Alexia Alexandropoulou : AVCA principally convenes Africa-focused investment actors and professionals to champion private investment in Africa but does not in itself make capital allocations or direct investments. Nevertheless, entrepreneurs and businesses seeking funding should be aware of the following, which represent key metrics VC investors look at when determining the quality and investability of a startup:

  1. The skills and expertise of a startup’s management team. This is a crucial determiner of a startup’s likelihood to secure venture financing. Given that startups rarely have a significant market share when seeking early-stage financing, VC investors tend to evaluate the organisation’s management team and make calculated judgements on the team’s ability to execute their business plan. VC investors are more likely to back seasoned managers and experienced executives that they perceive as capable of navigating a start-up’s fragile early stages of growth.
  2. The need for skilled leadership. VC investors prefer to partner with experienced managers with demonstrable track records, particularly when investing in markets with a high degree of volatility relative to other parts of the world. As such, talent acquisition and proficiency should be a key focus for entrepreneurs and businesses seeking VC funding. The startup team will need to display a thorough knowledge of and experience with navigating the unique and varied requirements of doing business in their chosen industry.
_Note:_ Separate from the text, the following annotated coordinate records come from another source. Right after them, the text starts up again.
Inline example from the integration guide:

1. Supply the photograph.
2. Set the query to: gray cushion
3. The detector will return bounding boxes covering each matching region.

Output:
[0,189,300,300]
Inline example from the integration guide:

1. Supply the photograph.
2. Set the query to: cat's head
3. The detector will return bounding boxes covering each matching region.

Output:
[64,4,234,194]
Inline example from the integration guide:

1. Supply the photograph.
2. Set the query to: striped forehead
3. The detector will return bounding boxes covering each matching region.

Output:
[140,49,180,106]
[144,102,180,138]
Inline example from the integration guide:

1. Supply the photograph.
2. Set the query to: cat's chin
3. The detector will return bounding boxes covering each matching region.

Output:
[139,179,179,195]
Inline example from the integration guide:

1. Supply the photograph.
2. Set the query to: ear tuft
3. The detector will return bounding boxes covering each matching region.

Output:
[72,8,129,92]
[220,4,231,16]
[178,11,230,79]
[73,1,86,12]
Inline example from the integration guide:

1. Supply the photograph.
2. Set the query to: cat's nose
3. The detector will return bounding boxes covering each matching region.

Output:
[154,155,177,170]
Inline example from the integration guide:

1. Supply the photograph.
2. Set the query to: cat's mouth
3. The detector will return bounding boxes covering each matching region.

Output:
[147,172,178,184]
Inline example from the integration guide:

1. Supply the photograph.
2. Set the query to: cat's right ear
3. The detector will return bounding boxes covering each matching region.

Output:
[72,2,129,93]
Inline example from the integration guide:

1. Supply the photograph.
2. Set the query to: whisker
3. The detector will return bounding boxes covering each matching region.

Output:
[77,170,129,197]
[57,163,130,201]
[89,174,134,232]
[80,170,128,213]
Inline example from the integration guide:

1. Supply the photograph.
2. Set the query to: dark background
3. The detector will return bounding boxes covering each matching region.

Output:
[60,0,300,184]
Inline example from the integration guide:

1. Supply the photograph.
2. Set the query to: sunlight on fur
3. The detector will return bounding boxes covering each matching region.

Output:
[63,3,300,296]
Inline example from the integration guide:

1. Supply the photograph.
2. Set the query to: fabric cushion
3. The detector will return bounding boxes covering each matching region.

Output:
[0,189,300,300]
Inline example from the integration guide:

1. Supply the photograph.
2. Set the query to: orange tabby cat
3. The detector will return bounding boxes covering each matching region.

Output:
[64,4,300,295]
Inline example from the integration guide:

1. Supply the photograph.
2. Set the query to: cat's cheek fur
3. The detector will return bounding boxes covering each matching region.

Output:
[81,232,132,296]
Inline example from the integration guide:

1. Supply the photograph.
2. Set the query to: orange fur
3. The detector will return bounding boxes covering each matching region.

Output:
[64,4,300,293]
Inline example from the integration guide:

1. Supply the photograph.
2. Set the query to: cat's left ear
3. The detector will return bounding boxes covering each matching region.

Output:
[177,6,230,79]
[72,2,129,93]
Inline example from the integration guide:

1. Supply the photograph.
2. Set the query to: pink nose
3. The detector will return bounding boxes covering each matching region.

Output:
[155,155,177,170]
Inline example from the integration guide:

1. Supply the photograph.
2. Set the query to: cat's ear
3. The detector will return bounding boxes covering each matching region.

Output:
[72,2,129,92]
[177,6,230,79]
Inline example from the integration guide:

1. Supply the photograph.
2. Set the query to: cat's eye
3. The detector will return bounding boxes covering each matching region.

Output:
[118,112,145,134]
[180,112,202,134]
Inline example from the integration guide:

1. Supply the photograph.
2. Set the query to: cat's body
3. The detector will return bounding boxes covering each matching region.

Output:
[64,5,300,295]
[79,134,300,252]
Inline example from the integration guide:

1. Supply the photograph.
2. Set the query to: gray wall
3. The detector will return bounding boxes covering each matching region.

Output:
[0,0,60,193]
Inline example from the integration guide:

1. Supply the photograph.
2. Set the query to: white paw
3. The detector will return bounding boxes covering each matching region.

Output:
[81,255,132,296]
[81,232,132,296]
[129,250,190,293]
How do you envisage the future of Venture Capital in Africa?

Alexia Alexandropoulou : The future of venture capital in Africa is bright. From a capital raising point of view, there has been a discernible shift in the investment stage focus of private equity firms on the continent, particularly in the last five years as the momentum of investments in early-stage companies in Africa has grown. Several PE firms that previously mainly targeted investment opportunities in African MSMEs have started to consider emerging opportunities in the venture capital space as well. Simultaneously, we have also seen African fund managers that traditionally focused on PE investments on the continent shift gears to raise VC funds. An example is AfricInvest, a Tunisian-based private equity fund, which partnered with Cathay Innovation to launch a US$168 million fund targeting startups in Africa. Avenues for startups to access capital and grow their businesses with affordable and tailored credit are on the rise as venture capital develops into a recognised and definable investment theme in Africa.

The horizon is equally bright from a regulatory and institutional point of view. More African governments are recognising the catalytic role of startups as engines for economic growth and thus championing the goal of nurturing vibrant and supportive local ecosystems. Africa’s VC industry is poised for growth in this supportive, dynamic environment.

Despite the relative infancy of the entrepreneurial space in Africa, a culture of entrepreneurship is growing across the continent. From an entrepreneurial point of view, there are yet more reasons for optimism regarding the future of venture capital in Africa. Afro-entrepreneurs are leveraging technology and developing ground-breaking solutions addressing the most pertinent challenges on the continent. As the continent develops “African solutions to African problems”, the number of “investment-ready” businesses also grows commensurately, creating more investment opportunities for so-inclined venture capitalists.